AI marches through our lives step-by-baby-steps – from the world of autonomous vehicles and on to the creative arts.
If you want to find out about Jukedeck – don’t bother going to their website – currently the message on the homepage reads: “Jukedeck is offline. We can’t tell you more just yet, but we’re looking forward to continuing to fuel creativity using musical AI!”
Jukedeck is based on state-of-the-art technology they are building that brings artificial intelligence to music composition and production.
But if you dig around, for example at crunchbase, a web-based tech database of companies and executives, you’ll find this explanation of what Jukedeck’s stated mission is: “Jukedeck is developing an artificially intelligent music composer – a system that writes original music completely on its own.

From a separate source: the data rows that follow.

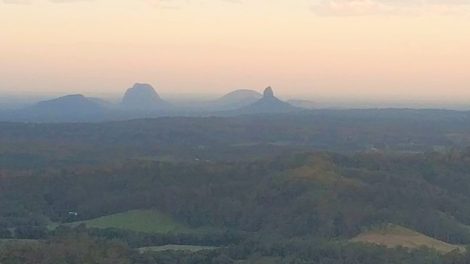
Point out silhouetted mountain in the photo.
[240,87,301,113]
[6,94,106,122]
[287,99,317,109]
[211,89,263,110]
[121,83,171,111]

Jukedeck is based on state-of-the-art technology they are building that brings artificial intelligence to music composition and production. They are training deep neural networks to understand music composition at a granular level, so that they can build tools to aid creativity.”

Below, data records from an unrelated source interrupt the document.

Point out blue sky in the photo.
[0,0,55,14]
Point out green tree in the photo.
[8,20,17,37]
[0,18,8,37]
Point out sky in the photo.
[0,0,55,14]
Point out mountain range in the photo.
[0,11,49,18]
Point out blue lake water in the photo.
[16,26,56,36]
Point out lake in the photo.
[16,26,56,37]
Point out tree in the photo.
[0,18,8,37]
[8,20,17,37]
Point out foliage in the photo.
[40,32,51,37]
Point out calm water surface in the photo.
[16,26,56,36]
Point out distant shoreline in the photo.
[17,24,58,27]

The reason it even came to my attention was the news that Tiktok had recently acquired Jukedeck. To bring you up to speed on TikTok – its parent company is ByteDance, a tech company based in mainland China which was valued last fall at over 75 billion dollars. Bytedance has invested heavily in artificial intelligence. TikTok is free and advertising based, it has been downloaded over a billion times since being launched in 2017, and has more monthly users than either Snapchat or Twitter. TikTok’s user-base skews very young — junior high school — but that may all change when and if it incorporates Jukedeck’s technology.
“TIK TOK MEMES that hit harder than my ex girlfriend.” A miscellanious collection of tik tok examples.

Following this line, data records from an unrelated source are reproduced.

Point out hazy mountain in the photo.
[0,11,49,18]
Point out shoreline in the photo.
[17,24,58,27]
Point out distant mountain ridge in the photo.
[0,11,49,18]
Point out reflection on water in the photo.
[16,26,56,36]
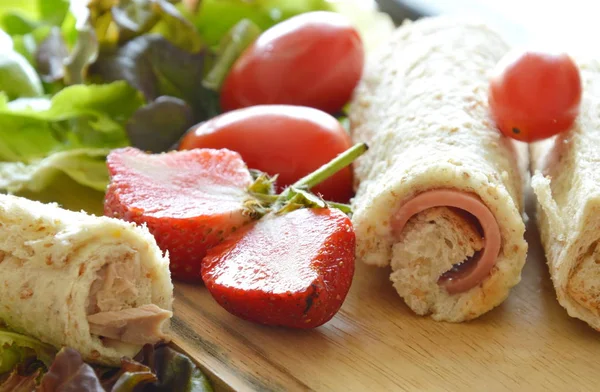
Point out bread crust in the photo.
[530,56,600,331]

Presently TikTok is being used by some as a pop music research lab. Write a hook, post it with an accompanying animation or video clip, wait to see if it goes viral – then write the rest of the song! Once Jukedeck gets into the game – users won’t even have to write the hook, after a series of mood and tempo selections the software will “create” the composition and sooner or later a library of animation and video clips will be offered to complete the entire task for the “creator.” Bear in mind that “Old Town Road,” was launched as merely a clip of the song and eventually stayed at #1 on the Billboard Hot 100 chart for longer than any other song to date. Until now AI (artificial intelligence) has been peripheral to the music industry as a recommendation engine, “if you like this you’ll like that” in much the same way Amazon pushes alternate book choices at the buyer, or how Ebay suggests guitar accessories to the guitar buyer. But soon, will the charts be populated by songs constructed by computer code? Will the awards shows give Grammy nominations to Intel for their processing speed in generating music. I’m almost getting ready to unplug and live in a cave on Bora Bora.